Did it sting? At first, I won’t lie.
But instead of going and ranting about the comment and who sent it to me who shall remain nameless (or email-name-less,) I thought about it and came to the following conclusions:
- I don’t care. I never said I was Vonnegut, or even close.
- I do what I enjoy doing, nothing more, nothing less.
- I have a book on Amazon. It may suck to YOU, but for some reason Germany enjoys the shit out of it.
- I have four books in the “waiting,” or “editing” stages now; with two more which I need to finish.
- I have friends who are real writers who ask my help with ideas and editing. I take that as a hint someone does think I have skill and my friends are the ones who will support me, not take obvious shots.
My whole thesis is this: Once upon a time, criticism from one single person would have made me stop writing completely and hang my keyboard up to pasture. Not sure why I did, but I took it too personally, and it sucked trying to get back into writing after someone said something hurtful. For some reason this doesn’t bother me anymore. Maybe I’ve grown up a small bit or maybe, just maybe, to quote my friend Marshall Mathers: “I just don’t give a fuck.”
I did a similar thing with drawing, with comic books, with music and with anything else creative I’ve done. I enjoy writing and no matter what, you can’t take my enjoyment away.
The more I thought about it, I came to this conclusion: Someone telling you something OBVIOUS isn’t hurtful. It’s like saying I’m tall, or chubby. No shit. Guess what? I’m also a white and like to east fast food. Thanks for telling me something I already know.
Here’s my thought, and it’s a doozy: If you don’t like what or how I write, don’t read it. It’s the same opinion I have for people who don’t like porn, or for people who are complaining about “50 Shades of Grey.”

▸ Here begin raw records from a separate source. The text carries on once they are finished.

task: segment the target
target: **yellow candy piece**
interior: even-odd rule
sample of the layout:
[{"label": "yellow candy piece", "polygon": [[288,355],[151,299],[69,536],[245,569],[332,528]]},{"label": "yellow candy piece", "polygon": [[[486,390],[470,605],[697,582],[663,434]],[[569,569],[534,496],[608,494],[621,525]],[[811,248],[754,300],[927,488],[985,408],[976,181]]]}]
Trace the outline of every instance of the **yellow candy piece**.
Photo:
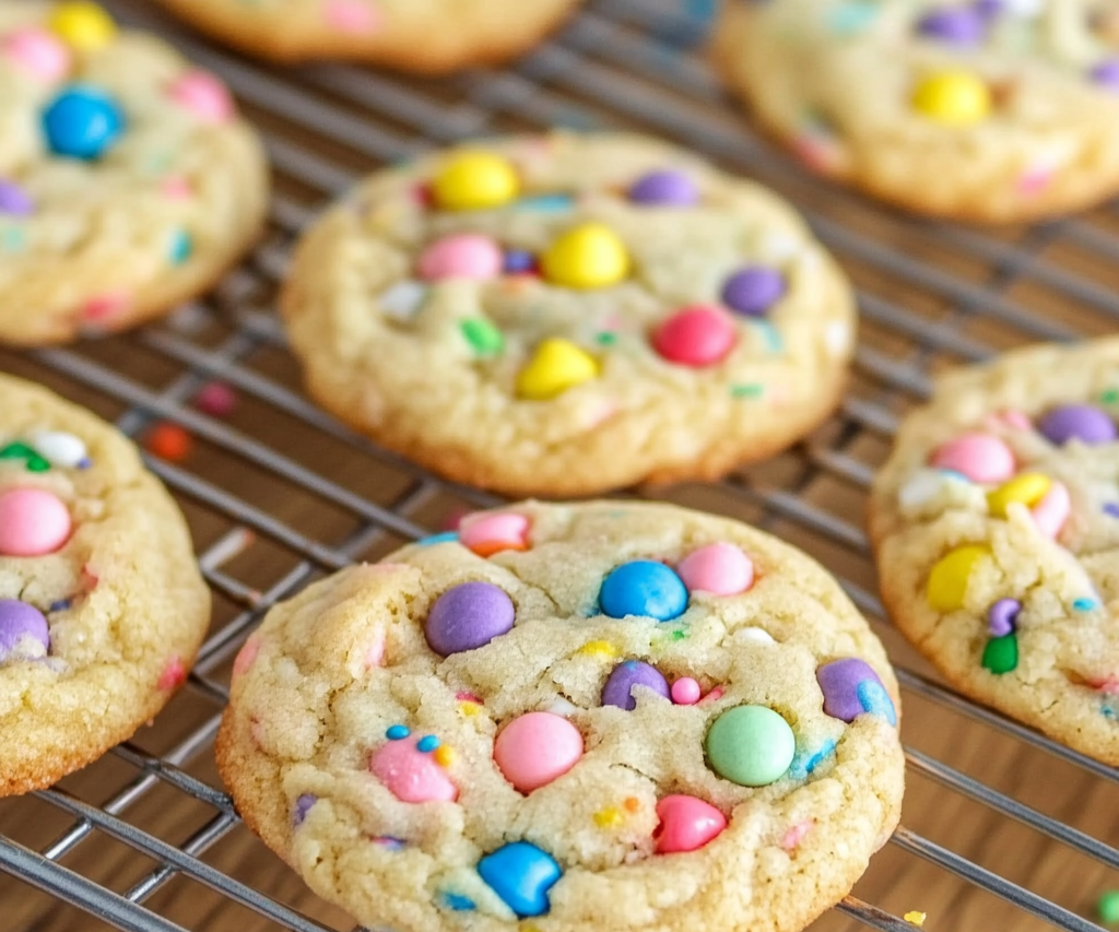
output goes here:
[{"label": "yellow candy piece", "polygon": [[520,192],[513,163],[492,152],[460,152],[448,159],[432,182],[435,204],[444,210],[501,207]]},{"label": "yellow candy piece", "polygon": [[629,275],[629,251],[605,224],[586,223],[558,236],[540,260],[544,277],[565,288],[615,285]]},{"label": "yellow candy piece", "polygon": [[996,518],[1006,517],[1006,507],[1012,501],[1021,501],[1027,508],[1033,508],[1049,495],[1053,481],[1040,472],[1024,472],[1015,476],[1009,482],[1004,482],[995,491],[987,492],[987,508]]},{"label": "yellow candy piece", "polygon": [[104,48],[116,36],[113,18],[96,3],[86,0],[59,3],[50,13],[48,23],[51,32],[81,51]]},{"label": "yellow candy piece", "polygon": [[544,402],[599,375],[599,363],[571,340],[551,337],[536,347],[528,365],[517,376],[517,396]]},{"label": "yellow candy piece", "polygon": [[987,83],[971,72],[938,72],[913,92],[918,113],[949,126],[970,126],[986,120],[993,106]]},{"label": "yellow candy piece", "polygon": [[990,556],[990,550],[986,547],[968,545],[941,557],[929,574],[929,604],[938,612],[955,612],[962,608],[971,571],[987,556]]}]

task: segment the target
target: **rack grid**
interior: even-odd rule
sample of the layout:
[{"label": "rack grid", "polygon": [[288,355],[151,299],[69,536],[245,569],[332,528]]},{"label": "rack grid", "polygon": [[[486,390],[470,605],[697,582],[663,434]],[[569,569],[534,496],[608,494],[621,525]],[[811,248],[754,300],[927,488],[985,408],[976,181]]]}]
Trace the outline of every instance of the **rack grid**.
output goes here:
[{"label": "rack grid", "polygon": [[[205,300],[162,323],[73,348],[0,351],[142,439],[185,427],[190,456],[149,465],[184,506],[215,595],[188,684],[153,726],[56,788],[0,800],[4,928],[322,930],[352,921],[307,892],[241,823],[211,763],[232,658],[267,609],[347,563],[439,530],[485,493],[425,474],[301,394],[272,311],[300,229],[378,164],[476,134],[628,128],[704,152],[790,198],[855,281],[856,373],[835,416],[773,461],[717,484],[636,489],[739,517],[819,558],[899,668],[903,828],[814,930],[1092,930],[1117,883],[1119,774],[944,688],[884,622],[862,511],[897,417],[946,366],[1033,340],[1115,329],[1116,205],[1031,228],[915,220],[820,181],[751,132],[703,63],[714,0],[591,0],[507,69],[440,82],[342,65],[278,70],[209,45],[143,0],[109,0],[220,74],[262,126],[276,171],[269,233]],[[213,379],[237,411],[192,405]]]}]

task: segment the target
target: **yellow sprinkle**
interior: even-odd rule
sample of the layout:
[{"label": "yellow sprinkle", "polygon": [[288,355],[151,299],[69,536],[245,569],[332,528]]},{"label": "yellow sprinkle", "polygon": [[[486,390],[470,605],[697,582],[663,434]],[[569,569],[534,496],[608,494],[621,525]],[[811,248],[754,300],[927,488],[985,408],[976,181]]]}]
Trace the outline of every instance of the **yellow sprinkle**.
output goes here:
[{"label": "yellow sprinkle", "polygon": [[999,486],[995,491],[987,493],[987,508],[996,518],[1006,517],[1006,507],[1012,501],[1021,501],[1027,508],[1033,508],[1053,488],[1053,482],[1047,476],[1040,472],[1024,472],[1016,476],[1009,482]]},{"label": "yellow sprinkle", "polygon": [[957,547],[940,558],[929,574],[929,604],[938,612],[955,612],[963,605],[968,581],[976,564],[990,550],[986,547]]}]

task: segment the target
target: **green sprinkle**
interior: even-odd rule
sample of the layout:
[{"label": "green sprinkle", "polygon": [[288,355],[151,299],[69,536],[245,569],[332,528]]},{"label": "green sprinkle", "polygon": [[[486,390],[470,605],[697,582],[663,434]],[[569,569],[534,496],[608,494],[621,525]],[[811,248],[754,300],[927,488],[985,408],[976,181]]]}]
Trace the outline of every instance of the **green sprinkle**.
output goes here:
[{"label": "green sprinkle", "polygon": [[497,356],[505,349],[505,336],[485,318],[462,321],[462,336],[479,356]]}]

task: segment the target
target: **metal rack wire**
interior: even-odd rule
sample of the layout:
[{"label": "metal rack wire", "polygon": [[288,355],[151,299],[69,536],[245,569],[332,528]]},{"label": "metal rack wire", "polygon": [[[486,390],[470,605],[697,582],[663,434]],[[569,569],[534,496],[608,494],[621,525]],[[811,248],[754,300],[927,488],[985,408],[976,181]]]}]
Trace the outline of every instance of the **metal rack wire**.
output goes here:
[{"label": "metal rack wire", "polygon": [[[6,928],[351,926],[248,836],[220,790],[209,751],[231,659],[264,612],[309,581],[492,499],[417,471],[309,403],[270,310],[274,289],[299,230],[372,167],[472,134],[552,124],[653,132],[760,178],[806,211],[858,285],[857,373],[831,422],[772,463],[661,492],[769,527],[816,555],[899,663],[905,827],[857,896],[814,929],[912,930],[899,913],[927,904],[928,929],[1097,928],[1082,914],[1091,889],[1119,870],[1117,829],[1100,815],[1119,800],[1119,775],[929,675],[882,622],[861,510],[899,414],[943,365],[1113,329],[1113,205],[996,234],[908,219],[812,179],[749,131],[704,67],[697,48],[711,0],[592,0],[515,67],[439,83],[338,65],[269,69],[141,0],[107,6],[228,81],[265,131],[279,187],[269,236],[206,301],[138,333],[0,352],[4,369],[79,398],[131,435],[160,420],[190,432],[196,448],[185,462],[149,463],[187,509],[217,603],[188,687],[152,728],[55,789],[0,801]],[[227,420],[192,405],[214,378],[239,393]]]}]

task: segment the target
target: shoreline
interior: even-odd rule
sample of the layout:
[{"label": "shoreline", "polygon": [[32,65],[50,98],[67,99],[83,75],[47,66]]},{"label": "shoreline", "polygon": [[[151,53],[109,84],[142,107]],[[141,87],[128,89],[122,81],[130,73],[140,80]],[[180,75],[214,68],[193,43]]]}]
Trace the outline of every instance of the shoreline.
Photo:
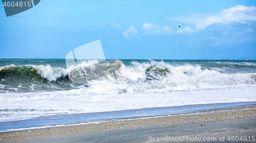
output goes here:
[{"label": "shoreline", "polygon": [[[256,105],[232,108],[209,110],[194,113],[143,118],[127,118],[118,120],[105,121],[84,124],[68,125],[39,129],[0,132],[1,142],[35,139],[38,137],[65,136],[68,134],[112,132],[121,129],[136,130],[143,127],[164,127],[173,128],[180,124],[200,122],[219,121],[238,119],[250,119],[256,117]],[[154,128],[154,127],[153,127]],[[220,127],[221,129],[221,127]],[[36,138],[35,138],[36,137]]]}]

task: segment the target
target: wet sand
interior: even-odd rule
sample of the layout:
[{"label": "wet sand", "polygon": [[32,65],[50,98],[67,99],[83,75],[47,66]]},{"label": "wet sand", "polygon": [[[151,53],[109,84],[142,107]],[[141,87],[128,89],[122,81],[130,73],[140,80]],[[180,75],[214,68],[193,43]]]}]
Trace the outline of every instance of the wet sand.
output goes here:
[{"label": "wet sand", "polygon": [[[232,140],[233,142],[255,142],[253,136],[256,136],[255,105],[194,113],[1,132],[0,142],[150,142],[158,140],[198,142],[199,139],[204,142],[232,142]],[[240,139],[238,140],[238,137]],[[256,136],[254,138],[256,139]],[[248,141],[245,141],[245,138]],[[203,141],[205,139],[206,141]]]}]

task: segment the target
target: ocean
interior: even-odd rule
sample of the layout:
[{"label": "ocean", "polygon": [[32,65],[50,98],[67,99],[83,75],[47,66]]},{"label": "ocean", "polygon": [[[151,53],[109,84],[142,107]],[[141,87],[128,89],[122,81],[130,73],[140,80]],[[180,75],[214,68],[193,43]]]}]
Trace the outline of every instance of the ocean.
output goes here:
[{"label": "ocean", "polygon": [[0,59],[0,131],[256,104],[256,61],[81,60]]}]

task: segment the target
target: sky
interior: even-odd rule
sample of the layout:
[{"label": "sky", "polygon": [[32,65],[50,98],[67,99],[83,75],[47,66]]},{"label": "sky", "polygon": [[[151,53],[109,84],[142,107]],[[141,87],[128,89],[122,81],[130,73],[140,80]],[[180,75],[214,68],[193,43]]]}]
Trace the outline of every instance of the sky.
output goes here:
[{"label": "sky", "polygon": [[256,60],[255,7],[251,0],[42,0],[7,17],[0,6],[0,58],[65,59],[100,40],[106,59]]}]

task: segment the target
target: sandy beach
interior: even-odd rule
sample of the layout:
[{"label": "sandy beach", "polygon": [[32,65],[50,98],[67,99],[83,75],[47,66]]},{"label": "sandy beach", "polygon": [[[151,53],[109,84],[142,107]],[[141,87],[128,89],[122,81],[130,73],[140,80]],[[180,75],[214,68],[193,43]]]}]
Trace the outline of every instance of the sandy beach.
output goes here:
[{"label": "sandy beach", "polygon": [[[246,138],[246,142],[253,142],[255,134],[254,105],[193,113],[4,132],[0,133],[0,142],[175,142],[198,139],[197,141],[223,142],[224,139],[225,142],[233,140],[243,142]],[[210,139],[213,140],[207,140]]]}]

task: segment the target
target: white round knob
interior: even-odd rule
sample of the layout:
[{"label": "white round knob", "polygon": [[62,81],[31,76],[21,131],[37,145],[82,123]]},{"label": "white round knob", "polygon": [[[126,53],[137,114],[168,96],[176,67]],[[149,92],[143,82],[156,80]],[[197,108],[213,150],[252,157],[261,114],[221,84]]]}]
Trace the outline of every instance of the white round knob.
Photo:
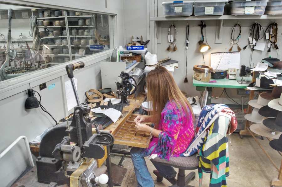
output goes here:
[{"label": "white round knob", "polygon": [[99,177],[97,177],[95,178],[95,182],[98,184],[104,184],[107,182],[109,180],[109,177],[106,174],[102,174]]}]

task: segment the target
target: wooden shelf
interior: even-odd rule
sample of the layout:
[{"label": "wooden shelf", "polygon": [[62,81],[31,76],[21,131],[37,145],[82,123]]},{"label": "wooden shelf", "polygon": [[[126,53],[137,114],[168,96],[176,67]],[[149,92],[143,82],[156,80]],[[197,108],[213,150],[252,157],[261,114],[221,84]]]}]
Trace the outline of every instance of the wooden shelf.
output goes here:
[{"label": "wooden shelf", "polygon": [[87,26],[86,25],[84,25],[84,26],[79,26],[78,25],[75,25],[75,26],[69,26],[69,27],[71,28],[71,27],[95,27],[95,26],[92,26],[92,25],[90,25],[90,26]]},{"label": "wooden shelf", "polygon": [[37,26],[37,28],[65,28],[65,26]]},{"label": "wooden shelf", "polygon": [[71,38],[81,37],[81,38],[95,38],[95,36],[70,36]]},{"label": "wooden shelf", "polygon": [[58,16],[57,17],[47,17],[46,18],[38,18],[37,19],[56,19],[57,18],[65,18],[65,16]]},{"label": "wooden shelf", "polygon": [[43,38],[41,38],[41,39],[44,38],[66,38],[66,36],[45,36]]},{"label": "wooden shelf", "polygon": [[187,21],[189,20],[221,20],[224,19],[282,19],[282,15],[223,15],[179,17],[151,17],[151,21]]}]

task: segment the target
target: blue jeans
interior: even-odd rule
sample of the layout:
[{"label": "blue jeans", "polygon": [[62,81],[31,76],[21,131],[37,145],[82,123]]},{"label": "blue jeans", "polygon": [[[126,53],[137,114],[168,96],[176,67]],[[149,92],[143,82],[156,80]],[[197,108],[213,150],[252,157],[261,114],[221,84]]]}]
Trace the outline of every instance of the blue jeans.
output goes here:
[{"label": "blue jeans", "polygon": [[[152,150],[154,147],[152,147]],[[145,149],[133,147],[130,150],[131,160],[134,166],[135,175],[138,187],[154,187],[155,186],[153,178],[146,165],[144,157],[150,155],[151,152],[146,154]],[[164,177],[173,178],[176,176],[176,172],[172,166],[169,166],[152,162],[159,173]]]}]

I don’t need your hate, I don’t need your sympathy and I definitely don’t need your criticism. Send all you want, I’ll add it to my “Spam” archive to let my READERS enjoy the comments.
And no, this isn’t a personal attack by any means. I’m proud of myself for not getting depressed after showing someone I thought was a friend some prose – nothing more. And for the first time I can honestly say “I’m not down after receiving negative criticism.”
On that note, I’m going to bed happy.